Postulated events thought to occur following the arrival of a Ca²⁺/ATP “wave” at the glia limitans and the subsequent Ca²⁺-dependent ATP release from the glia limitans. Preliminary findings indicated that, when ATP is topically applied to the cortical surface (mimicking SNS-associated increased ATP release from the glia limitans [see fig. 1]), the ensuing dilation of pial arterioles is mediated by products of ATP hydrolysis, the first step being a rapid ATP conversion to AMP, mediated through the actions of ecto-nucleoside triphosphate dihosphohydrolase-1 (e-NTPDase-1 (1) and ecto-pyrophosphatase/phosphodiesterase (e-NPP) (2), which are found on the surfaces of vascular cells and, perhaps, astrocytes as well [72,73]. Most of the AMP is converted to adenosine (Ado) via ecto-5′-nucleotidase (4), mainly found on astrocytes [73]. Pial arteriolar dilation arises from the cAMP generated following activation of vascular smooth muscle G_s-linked A₂ receptors (A₂-R).

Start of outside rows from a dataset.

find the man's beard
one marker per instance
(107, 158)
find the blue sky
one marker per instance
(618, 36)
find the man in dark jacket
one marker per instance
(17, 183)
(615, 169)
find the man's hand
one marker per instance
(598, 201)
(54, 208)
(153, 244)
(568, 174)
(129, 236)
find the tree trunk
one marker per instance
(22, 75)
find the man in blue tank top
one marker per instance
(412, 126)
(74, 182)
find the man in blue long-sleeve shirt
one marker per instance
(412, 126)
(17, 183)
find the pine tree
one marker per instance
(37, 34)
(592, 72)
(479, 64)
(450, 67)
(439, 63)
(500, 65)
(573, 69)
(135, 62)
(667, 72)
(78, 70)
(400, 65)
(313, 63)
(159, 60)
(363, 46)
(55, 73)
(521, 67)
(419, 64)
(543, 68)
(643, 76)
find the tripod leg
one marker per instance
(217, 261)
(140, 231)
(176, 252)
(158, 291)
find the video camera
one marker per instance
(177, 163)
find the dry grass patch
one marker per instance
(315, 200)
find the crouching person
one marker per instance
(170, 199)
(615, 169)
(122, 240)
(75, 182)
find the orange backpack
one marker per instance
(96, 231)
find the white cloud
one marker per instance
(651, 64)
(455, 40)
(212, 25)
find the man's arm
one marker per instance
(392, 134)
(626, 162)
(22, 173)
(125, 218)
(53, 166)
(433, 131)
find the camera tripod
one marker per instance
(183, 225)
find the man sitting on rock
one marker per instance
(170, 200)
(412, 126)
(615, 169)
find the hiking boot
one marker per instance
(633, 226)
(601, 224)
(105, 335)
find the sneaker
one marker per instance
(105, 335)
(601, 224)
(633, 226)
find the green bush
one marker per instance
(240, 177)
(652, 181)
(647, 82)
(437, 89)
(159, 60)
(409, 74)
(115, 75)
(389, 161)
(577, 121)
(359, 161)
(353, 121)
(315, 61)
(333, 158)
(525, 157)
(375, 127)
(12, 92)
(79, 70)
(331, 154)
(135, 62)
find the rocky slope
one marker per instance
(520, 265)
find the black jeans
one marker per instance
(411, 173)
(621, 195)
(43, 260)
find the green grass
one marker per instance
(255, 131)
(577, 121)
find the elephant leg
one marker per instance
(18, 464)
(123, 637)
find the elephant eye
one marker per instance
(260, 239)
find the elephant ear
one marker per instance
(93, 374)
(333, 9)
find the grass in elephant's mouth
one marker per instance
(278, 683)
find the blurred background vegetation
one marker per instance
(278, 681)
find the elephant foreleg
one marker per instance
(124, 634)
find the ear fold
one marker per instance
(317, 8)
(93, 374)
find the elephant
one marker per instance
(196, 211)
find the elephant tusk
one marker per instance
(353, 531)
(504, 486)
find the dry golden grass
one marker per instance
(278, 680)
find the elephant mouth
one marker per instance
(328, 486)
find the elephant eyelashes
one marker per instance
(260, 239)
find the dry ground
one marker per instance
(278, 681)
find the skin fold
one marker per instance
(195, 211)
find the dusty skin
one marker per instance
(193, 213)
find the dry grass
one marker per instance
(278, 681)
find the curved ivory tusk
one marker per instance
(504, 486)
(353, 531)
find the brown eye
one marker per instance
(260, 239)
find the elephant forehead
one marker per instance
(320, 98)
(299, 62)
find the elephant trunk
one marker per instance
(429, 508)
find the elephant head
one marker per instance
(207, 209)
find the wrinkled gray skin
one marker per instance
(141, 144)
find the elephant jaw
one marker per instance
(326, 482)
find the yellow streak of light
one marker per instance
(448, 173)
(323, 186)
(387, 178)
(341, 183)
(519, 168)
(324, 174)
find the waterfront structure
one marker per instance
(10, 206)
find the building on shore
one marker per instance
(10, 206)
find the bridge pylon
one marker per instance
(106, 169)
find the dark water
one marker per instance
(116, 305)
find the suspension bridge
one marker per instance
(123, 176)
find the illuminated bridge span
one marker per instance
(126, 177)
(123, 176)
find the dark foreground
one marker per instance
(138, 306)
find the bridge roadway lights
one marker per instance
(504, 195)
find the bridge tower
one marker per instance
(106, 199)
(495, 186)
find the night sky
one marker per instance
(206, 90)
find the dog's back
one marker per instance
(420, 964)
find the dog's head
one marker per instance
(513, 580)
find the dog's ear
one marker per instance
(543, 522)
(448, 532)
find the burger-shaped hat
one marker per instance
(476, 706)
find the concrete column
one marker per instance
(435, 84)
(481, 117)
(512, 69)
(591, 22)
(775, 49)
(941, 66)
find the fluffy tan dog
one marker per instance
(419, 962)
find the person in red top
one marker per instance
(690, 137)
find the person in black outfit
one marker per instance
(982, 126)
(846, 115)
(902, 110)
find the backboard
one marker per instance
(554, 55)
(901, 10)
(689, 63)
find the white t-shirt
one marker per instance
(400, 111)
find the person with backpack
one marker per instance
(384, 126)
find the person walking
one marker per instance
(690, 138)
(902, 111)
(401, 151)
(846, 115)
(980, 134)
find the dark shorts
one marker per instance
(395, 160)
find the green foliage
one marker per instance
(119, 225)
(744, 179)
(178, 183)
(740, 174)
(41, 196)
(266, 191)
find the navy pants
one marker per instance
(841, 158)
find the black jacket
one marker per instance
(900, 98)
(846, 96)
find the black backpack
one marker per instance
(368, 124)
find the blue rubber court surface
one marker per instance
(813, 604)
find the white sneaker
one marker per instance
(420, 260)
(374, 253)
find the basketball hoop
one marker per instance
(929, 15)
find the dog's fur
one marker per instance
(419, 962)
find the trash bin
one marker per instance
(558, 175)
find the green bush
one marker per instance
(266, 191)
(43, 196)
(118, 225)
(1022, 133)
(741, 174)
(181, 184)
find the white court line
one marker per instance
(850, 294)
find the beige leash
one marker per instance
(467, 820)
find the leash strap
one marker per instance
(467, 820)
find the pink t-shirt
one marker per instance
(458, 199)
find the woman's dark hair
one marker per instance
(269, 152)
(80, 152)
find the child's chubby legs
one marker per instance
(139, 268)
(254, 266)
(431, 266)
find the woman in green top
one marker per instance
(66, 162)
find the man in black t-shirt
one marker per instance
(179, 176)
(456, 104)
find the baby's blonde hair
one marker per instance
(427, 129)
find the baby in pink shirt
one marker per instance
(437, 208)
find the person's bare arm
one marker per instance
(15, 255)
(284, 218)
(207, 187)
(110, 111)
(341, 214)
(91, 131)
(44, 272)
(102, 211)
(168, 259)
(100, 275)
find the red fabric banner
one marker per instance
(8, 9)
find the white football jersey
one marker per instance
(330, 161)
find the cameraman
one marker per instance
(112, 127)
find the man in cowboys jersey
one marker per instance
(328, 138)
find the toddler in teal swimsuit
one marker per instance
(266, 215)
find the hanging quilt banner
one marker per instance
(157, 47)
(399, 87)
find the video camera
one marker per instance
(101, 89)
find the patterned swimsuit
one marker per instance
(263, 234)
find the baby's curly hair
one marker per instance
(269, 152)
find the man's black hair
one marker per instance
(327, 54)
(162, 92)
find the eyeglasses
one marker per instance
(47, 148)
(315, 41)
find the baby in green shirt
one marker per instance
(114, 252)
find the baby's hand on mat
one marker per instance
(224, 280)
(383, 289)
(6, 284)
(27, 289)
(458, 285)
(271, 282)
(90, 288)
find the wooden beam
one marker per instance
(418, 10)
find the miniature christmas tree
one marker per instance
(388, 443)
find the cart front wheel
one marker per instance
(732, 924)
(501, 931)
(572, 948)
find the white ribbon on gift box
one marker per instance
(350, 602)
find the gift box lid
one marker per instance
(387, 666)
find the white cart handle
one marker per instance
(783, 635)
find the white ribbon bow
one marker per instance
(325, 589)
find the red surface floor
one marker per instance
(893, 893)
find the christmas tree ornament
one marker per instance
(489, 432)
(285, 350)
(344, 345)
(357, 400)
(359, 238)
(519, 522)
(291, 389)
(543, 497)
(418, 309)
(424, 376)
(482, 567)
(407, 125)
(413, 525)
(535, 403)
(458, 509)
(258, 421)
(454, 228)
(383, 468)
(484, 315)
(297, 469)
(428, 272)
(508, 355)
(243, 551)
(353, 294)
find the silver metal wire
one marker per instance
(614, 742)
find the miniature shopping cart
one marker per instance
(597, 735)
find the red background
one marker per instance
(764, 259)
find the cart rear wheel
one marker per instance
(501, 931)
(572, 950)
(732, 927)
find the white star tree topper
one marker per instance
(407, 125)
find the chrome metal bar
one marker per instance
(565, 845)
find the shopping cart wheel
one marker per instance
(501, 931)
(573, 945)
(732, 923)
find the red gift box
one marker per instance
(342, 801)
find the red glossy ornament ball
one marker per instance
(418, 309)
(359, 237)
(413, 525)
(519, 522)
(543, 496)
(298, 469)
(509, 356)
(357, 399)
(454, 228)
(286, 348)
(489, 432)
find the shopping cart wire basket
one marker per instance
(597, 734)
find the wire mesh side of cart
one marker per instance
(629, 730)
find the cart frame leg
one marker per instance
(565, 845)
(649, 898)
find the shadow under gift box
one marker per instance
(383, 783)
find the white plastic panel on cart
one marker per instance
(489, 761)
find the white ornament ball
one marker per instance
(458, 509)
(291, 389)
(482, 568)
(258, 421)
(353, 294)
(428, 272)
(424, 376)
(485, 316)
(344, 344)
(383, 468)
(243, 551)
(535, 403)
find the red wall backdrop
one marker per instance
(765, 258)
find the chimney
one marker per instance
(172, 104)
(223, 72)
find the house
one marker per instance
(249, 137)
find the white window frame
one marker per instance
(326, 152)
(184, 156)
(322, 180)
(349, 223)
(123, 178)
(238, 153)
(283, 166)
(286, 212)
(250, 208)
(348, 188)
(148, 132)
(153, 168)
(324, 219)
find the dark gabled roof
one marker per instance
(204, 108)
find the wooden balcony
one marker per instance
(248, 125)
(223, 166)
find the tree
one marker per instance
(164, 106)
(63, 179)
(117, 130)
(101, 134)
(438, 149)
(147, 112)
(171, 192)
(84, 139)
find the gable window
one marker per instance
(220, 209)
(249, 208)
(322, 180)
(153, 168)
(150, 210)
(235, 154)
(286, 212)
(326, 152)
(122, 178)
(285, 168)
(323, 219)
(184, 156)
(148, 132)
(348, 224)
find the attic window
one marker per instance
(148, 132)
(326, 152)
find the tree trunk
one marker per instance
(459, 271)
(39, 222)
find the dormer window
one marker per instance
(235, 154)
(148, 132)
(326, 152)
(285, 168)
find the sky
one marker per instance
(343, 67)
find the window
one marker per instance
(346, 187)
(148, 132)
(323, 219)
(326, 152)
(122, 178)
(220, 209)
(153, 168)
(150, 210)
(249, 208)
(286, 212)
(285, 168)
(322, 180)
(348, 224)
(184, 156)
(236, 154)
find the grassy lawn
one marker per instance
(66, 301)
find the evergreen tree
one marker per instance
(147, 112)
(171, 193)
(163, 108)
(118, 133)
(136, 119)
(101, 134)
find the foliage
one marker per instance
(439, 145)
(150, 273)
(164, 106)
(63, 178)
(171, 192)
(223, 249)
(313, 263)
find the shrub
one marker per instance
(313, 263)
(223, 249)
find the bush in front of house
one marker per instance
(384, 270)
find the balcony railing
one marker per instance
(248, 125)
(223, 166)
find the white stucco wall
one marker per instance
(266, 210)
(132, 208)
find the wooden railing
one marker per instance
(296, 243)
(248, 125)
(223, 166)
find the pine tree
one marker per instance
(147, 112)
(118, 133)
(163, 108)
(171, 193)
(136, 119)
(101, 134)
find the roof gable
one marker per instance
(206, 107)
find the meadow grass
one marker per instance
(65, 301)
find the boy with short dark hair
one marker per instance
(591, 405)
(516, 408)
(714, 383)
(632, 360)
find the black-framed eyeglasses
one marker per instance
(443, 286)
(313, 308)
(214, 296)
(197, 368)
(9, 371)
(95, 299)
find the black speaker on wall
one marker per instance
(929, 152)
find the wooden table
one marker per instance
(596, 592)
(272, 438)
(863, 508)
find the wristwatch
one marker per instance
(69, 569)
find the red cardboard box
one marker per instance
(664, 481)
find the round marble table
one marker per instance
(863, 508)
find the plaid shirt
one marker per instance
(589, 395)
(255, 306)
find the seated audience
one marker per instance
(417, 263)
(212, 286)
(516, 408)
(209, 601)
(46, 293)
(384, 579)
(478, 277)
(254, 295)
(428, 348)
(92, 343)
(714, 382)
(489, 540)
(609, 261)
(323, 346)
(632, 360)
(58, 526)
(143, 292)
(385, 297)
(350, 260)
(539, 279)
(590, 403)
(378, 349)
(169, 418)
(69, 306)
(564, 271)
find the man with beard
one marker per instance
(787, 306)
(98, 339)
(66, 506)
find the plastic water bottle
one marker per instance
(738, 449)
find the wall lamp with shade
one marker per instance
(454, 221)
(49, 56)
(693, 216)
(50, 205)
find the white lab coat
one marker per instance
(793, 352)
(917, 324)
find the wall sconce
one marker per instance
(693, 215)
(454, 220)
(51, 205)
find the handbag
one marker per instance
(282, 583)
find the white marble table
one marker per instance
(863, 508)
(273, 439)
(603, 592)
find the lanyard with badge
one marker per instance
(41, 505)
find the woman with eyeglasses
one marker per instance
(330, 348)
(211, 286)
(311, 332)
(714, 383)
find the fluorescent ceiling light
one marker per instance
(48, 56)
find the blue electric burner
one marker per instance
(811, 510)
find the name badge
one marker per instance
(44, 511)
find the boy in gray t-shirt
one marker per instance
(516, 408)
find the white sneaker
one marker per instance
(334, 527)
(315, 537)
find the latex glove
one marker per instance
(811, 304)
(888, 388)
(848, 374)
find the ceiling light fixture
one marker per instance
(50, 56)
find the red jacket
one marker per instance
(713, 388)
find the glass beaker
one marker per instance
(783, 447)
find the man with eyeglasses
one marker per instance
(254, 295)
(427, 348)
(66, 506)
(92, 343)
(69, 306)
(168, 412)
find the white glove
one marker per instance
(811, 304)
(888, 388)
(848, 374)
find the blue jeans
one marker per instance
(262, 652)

The principal A₂-R ligands are Ado and (to a lesser degree) AMP. If extracellular ATP elevations are sufficiently high, modest generation of ADP may occur, allowing some ATP→ADP (i.e., ecto-ATPase) activity to be manifested [74], for example, via astrocytic e-NTPDase-2 (3). ADP is known to dilate pial arterioles through activation of purinergic P2Y₁ receptors found both on the glia limitans and on vascular endothelium [75], with the latter representing a minor pathway linked to NO and cGMP generation.